Moni Ovadia nasce a Plovdiv, in Bulgaria, nel 1946, da una famiglia di antica tradizione sefardita. Studia a Milano, dove si laurea in Scienze Politiche, e inizia la sua poliedrica attività artistica come cantante e musicista nel gruppo dell'Almanacco Popolare. Nel 1972 fonda il Gruppo Folk Internazionale, che nel 1975 si trasformerà nell'Ensemble Havadià.
Il percorso teatrale di Ovadia inizia nel 1984 presso il Teatro Franco Parenti di Milano. In collaborazione con Mara Cantoni, crea lo spettacolo "Dalla sabbia - Dal tempo" (1987) in occasione del Festival di Cultura Ebraica. È questa l'occasione per fondere le esperienze di attore e musicista, dando vita a un teatro musicale unico, radicato nella cultura yiddish e mitteleuropea.
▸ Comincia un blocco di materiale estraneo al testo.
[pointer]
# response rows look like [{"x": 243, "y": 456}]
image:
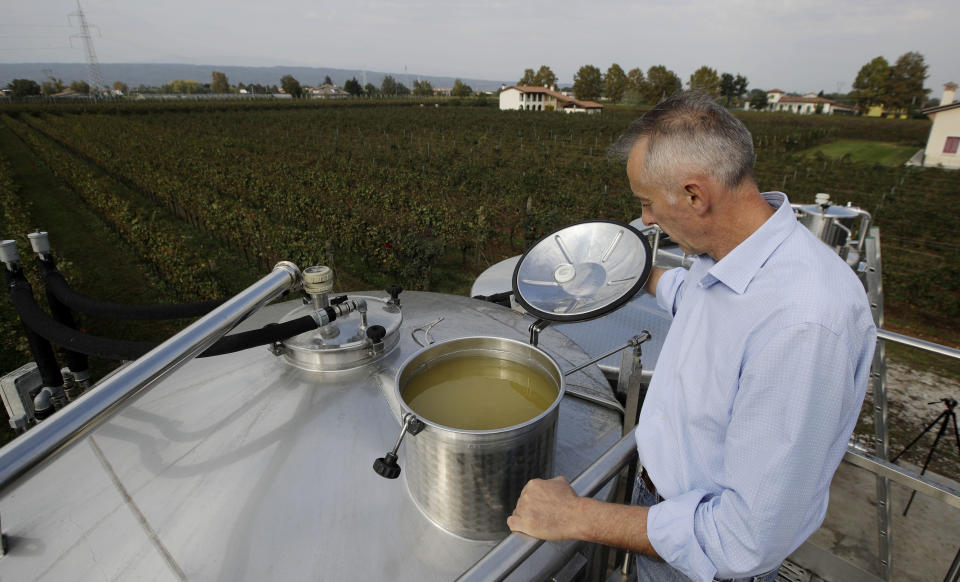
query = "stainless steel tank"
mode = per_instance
[
  {"x": 468, "y": 481},
  {"x": 831, "y": 224},
  {"x": 248, "y": 467}
]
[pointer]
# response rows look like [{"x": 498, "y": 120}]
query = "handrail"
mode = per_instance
[
  {"x": 918, "y": 343},
  {"x": 97, "y": 404},
  {"x": 860, "y": 458},
  {"x": 504, "y": 558}
]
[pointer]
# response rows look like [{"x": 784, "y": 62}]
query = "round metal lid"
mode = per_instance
[
  {"x": 582, "y": 271},
  {"x": 830, "y": 211},
  {"x": 342, "y": 345}
]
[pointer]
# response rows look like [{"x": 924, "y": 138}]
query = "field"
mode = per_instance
[
  {"x": 181, "y": 202},
  {"x": 871, "y": 152}
]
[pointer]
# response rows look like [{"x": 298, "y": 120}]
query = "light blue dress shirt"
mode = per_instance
[{"x": 756, "y": 392}]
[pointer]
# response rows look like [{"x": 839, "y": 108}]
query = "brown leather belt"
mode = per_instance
[
  {"x": 646, "y": 481},
  {"x": 649, "y": 484}
]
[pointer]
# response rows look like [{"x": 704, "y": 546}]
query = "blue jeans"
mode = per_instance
[{"x": 650, "y": 569}]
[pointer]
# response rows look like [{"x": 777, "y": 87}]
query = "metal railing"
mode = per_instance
[{"x": 95, "y": 406}]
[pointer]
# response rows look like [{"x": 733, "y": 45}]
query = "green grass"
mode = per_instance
[{"x": 871, "y": 152}]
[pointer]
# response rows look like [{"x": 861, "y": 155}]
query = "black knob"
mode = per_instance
[
  {"x": 387, "y": 466},
  {"x": 394, "y": 291},
  {"x": 376, "y": 333}
]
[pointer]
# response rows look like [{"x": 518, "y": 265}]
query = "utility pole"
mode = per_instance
[{"x": 93, "y": 66}]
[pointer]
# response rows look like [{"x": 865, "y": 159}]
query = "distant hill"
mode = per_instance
[{"x": 157, "y": 74}]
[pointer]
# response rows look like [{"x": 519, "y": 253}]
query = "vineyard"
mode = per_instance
[{"x": 210, "y": 196}]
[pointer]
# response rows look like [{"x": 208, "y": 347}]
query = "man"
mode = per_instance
[{"x": 760, "y": 379}]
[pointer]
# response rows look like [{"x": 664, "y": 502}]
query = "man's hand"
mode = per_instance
[
  {"x": 551, "y": 510},
  {"x": 548, "y": 510}
]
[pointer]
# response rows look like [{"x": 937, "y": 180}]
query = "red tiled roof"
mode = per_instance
[
  {"x": 795, "y": 99},
  {"x": 567, "y": 101}
]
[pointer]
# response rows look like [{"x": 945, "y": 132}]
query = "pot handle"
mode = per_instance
[{"x": 386, "y": 466}]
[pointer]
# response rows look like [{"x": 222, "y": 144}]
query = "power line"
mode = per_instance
[{"x": 93, "y": 66}]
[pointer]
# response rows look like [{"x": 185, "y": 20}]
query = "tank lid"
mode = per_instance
[
  {"x": 582, "y": 271},
  {"x": 344, "y": 344},
  {"x": 823, "y": 207}
]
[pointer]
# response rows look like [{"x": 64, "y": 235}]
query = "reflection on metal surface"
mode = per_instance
[
  {"x": 235, "y": 462},
  {"x": 499, "y": 562},
  {"x": 97, "y": 404},
  {"x": 582, "y": 271}
]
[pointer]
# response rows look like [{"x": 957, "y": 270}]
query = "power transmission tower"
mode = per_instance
[{"x": 93, "y": 67}]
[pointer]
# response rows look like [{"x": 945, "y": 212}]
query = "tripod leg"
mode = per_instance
[
  {"x": 919, "y": 436},
  {"x": 933, "y": 447}
]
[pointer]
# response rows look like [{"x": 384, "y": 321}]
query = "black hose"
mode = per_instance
[
  {"x": 43, "y": 325},
  {"x": 268, "y": 334},
  {"x": 39, "y": 322},
  {"x": 40, "y": 348},
  {"x": 76, "y": 361},
  {"x": 56, "y": 284}
]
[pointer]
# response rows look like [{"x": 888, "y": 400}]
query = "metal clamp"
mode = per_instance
[
  {"x": 426, "y": 332},
  {"x": 535, "y": 328}
]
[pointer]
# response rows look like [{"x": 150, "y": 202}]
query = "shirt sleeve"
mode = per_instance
[
  {"x": 789, "y": 428},
  {"x": 670, "y": 289}
]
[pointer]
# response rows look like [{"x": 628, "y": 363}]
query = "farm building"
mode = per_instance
[
  {"x": 777, "y": 100},
  {"x": 528, "y": 98},
  {"x": 327, "y": 91},
  {"x": 943, "y": 142}
]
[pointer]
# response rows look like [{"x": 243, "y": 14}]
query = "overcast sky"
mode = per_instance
[{"x": 797, "y": 46}]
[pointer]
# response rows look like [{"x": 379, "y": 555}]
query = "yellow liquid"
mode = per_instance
[{"x": 479, "y": 393}]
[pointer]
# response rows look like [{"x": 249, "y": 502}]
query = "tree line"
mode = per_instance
[{"x": 633, "y": 86}]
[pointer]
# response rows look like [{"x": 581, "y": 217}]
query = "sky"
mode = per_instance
[{"x": 795, "y": 46}]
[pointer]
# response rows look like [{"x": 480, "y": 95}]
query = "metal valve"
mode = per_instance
[
  {"x": 394, "y": 291},
  {"x": 386, "y": 466}
]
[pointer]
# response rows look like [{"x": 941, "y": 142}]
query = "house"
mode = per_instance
[
  {"x": 811, "y": 103},
  {"x": 881, "y": 111},
  {"x": 943, "y": 142},
  {"x": 529, "y": 98},
  {"x": 327, "y": 91}
]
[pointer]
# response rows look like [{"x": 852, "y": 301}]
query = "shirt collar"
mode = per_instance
[{"x": 740, "y": 265}]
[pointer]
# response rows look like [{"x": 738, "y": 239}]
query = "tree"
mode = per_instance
[
  {"x": 732, "y": 87},
  {"x": 23, "y": 87},
  {"x": 906, "y": 81},
  {"x": 291, "y": 86},
  {"x": 705, "y": 79},
  {"x": 529, "y": 78},
  {"x": 461, "y": 89},
  {"x": 422, "y": 88},
  {"x": 661, "y": 83},
  {"x": 81, "y": 87},
  {"x": 872, "y": 84},
  {"x": 219, "y": 84},
  {"x": 544, "y": 77},
  {"x": 758, "y": 99},
  {"x": 616, "y": 83},
  {"x": 388, "y": 86},
  {"x": 353, "y": 87},
  {"x": 52, "y": 87},
  {"x": 588, "y": 83}
]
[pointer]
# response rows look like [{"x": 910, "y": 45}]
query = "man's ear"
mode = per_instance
[{"x": 697, "y": 195}]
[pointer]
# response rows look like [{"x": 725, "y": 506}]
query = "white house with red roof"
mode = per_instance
[
  {"x": 528, "y": 98},
  {"x": 943, "y": 143},
  {"x": 807, "y": 104}
]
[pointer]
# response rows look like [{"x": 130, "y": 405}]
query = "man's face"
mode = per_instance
[{"x": 666, "y": 209}]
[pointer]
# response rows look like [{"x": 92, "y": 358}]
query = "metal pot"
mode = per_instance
[{"x": 468, "y": 481}]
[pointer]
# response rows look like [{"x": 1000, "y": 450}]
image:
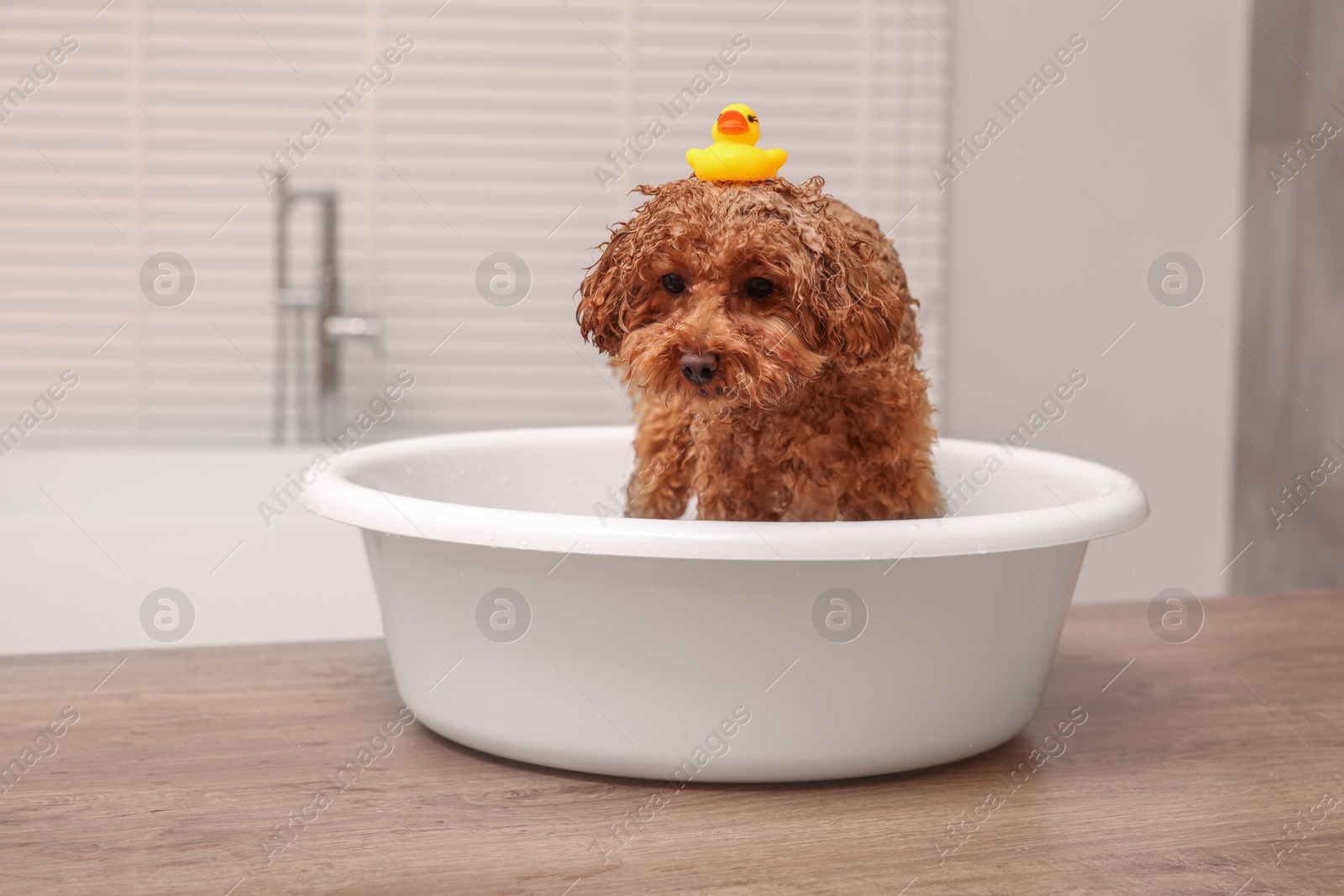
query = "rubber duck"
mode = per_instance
[{"x": 734, "y": 155}]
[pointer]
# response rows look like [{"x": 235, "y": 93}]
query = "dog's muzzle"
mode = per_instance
[{"x": 699, "y": 367}]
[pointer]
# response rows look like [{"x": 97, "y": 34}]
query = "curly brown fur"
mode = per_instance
[{"x": 817, "y": 409}]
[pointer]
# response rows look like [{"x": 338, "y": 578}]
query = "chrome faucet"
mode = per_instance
[{"x": 311, "y": 316}]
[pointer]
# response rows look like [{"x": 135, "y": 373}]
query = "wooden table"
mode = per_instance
[{"x": 1202, "y": 768}]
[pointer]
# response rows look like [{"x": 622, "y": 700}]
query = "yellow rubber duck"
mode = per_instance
[{"x": 734, "y": 156}]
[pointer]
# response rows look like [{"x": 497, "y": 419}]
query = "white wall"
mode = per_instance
[{"x": 1054, "y": 228}]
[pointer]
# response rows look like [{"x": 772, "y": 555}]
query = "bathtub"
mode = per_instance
[
  {"x": 528, "y": 618},
  {"x": 87, "y": 535}
]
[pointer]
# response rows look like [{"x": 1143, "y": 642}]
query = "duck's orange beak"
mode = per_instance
[{"x": 732, "y": 123}]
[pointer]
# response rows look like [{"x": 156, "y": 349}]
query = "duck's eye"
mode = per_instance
[{"x": 759, "y": 288}]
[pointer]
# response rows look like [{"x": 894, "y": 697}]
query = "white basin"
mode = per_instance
[{"x": 524, "y": 617}]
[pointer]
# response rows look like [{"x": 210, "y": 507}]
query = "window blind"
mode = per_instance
[{"x": 504, "y": 127}]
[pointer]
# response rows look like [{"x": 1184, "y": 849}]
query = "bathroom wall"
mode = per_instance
[
  {"x": 1290, "y": 406},
  {"x": 491, "y": 134},
  {"x": 1133, "y": 152}
]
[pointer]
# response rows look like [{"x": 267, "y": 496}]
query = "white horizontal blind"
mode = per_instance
[{"x": 484, "y": 140}]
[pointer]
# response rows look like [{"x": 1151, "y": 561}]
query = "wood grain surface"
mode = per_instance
[{"x": 1214, "y": 766}]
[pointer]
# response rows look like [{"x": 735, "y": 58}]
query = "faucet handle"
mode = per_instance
[{"x": 349, "y": 325}]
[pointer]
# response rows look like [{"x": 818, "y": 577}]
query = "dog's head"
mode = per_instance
[{"x": 734, "y": 295}]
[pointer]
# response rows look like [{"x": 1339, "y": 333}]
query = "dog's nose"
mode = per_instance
[{"x": 698, "y": 367}]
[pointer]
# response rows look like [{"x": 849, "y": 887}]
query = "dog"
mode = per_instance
[{"x": 769, "y": 338}]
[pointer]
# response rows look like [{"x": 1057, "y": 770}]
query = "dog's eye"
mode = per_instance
[{"x": 759, "y": 288}]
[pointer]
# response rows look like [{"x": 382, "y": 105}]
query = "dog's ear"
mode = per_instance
[
  {"x": 613, "y": 280},
  {"x": 859, "y": 297},
  {"x": 605, "y": 291}
]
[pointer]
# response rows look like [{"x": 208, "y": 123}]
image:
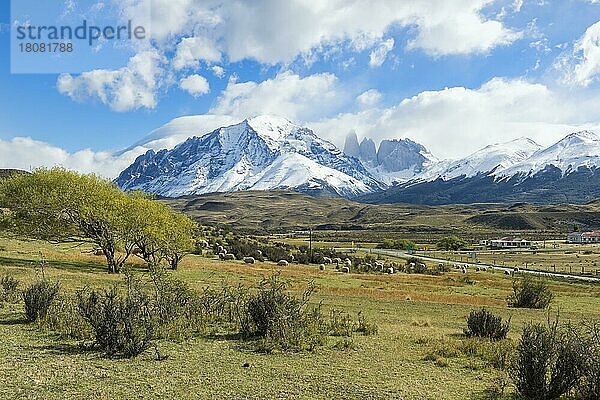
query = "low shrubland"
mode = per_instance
[
  {"x": 483, "y": 323},
  {"x": 127, "y": 319},
  {"x": 530, "y": 292}
]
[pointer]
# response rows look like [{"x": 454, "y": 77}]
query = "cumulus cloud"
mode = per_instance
[
  {"x": 454, "y": 29},
  {"x": 451, "y": 122},
  {"x": 368, "y": 98},
  {"x": 125, "y": 89},
  {"x": 26, "y": 154},
  {"x": 454, "y": 121},
  {"x": 199, "y": 33},
  {"x": 279, "y": 31},
  {"x": 587, "y": 53},
  {"x": 379, "y": 54},
  {"x": 218, "y": 71},
  {"x": 287, "y": 94},
  {"x": 196, "y": 85},
  {"x": 190, "y": 51}
]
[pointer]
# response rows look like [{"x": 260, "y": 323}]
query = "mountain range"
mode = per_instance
[{"x": 272, "y": 153}]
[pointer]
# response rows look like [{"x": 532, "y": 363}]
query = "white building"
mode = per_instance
[{"x": 510, "y": 242}]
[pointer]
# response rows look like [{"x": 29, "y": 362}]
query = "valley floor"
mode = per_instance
[{"x": 420, "y": 320}]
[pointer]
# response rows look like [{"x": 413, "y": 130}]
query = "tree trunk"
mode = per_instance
[
  {"x": 109, "y": 253},
  {"x": 175, "y": 262}
]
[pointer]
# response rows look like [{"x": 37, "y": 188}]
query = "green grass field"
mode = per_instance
[{"x": 414, "y": 356}]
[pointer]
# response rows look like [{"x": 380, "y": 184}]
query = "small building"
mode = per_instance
[
  {"x": 584, "y": 237},
  {"x": 510, "y": 242}
]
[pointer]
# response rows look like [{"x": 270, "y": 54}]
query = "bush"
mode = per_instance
[
  {"x": 530, "y": 292},
  {"x": 364, "y": 327},
  {"x": 123, "y": 325},
  {"x": 397, "y": 244},
  {"x": 9, "y": 289},
  {"x": 453, "y": 243},
  {"x": 38, "y": 299},
  {"x": 483, "y": 323},
  {"x": 282, "y": 321},
  {"x": 589, "y": 386},
  {"x": 340, "y": 323},
  {"x": 549, "y": 362}
]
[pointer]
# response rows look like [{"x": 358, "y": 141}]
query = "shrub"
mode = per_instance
[
  {"x": 483, "y": 323},
  {"x": 9, "y": 289},
  {"x": 340, "y": 323},
  {"x": 548, "y": 363},
  {"x": 589, "y": 385},
  {"x": 38, "y": 299},
  {"x": 282, "y": 321},
  {"x": 530, "y": 292},
  {"x": 397, "y": 244},
  {"x": 123, "y": 325},
  {"x": 62, "y": 317},
  {"x": 453, "y": 243}
]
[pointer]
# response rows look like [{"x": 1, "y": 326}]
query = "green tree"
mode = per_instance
[{"x": 59, "y": 205}]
Nel 1990 costituisce la Theater Orchestra e lavora allo spettacolo Oylem Goylem (Il mondo è un Golem), che lo impone definitivamente all'attenzione del grande pubblico e della critica. Seguono anni di intensa produzione:
- 1995: Dybbuk, spettacolo sulla Shoah considerato tra i più importanti eventi teatrali del decennio.
- 1995: Taibele e il suo demone, con Pamela Villoresi (coproduzione con il Piccolo Teatro di Milano).
- 1996: Ballata di fine millennio.
- 1997: Il caso Kafka, con la regia di Roberto Andò.
Riconoscimenti e Letteratura
Nel 1996 riceve il Premio Speciale Ubu per la sua innovativa sperimentazione tra teatro e musica. Nello stesso anno si afferma come autore di successo con il libro Perché no? (Bompiani), raccolta di storie e umorismo ebraico che scala le classifiche di vendita.
Moni Ovadia continua oggi la sua ricerca espressiva, agendo come un "ponte" culturale tra la tradizione della Yiddishkeit e la sensibilità contemporanea.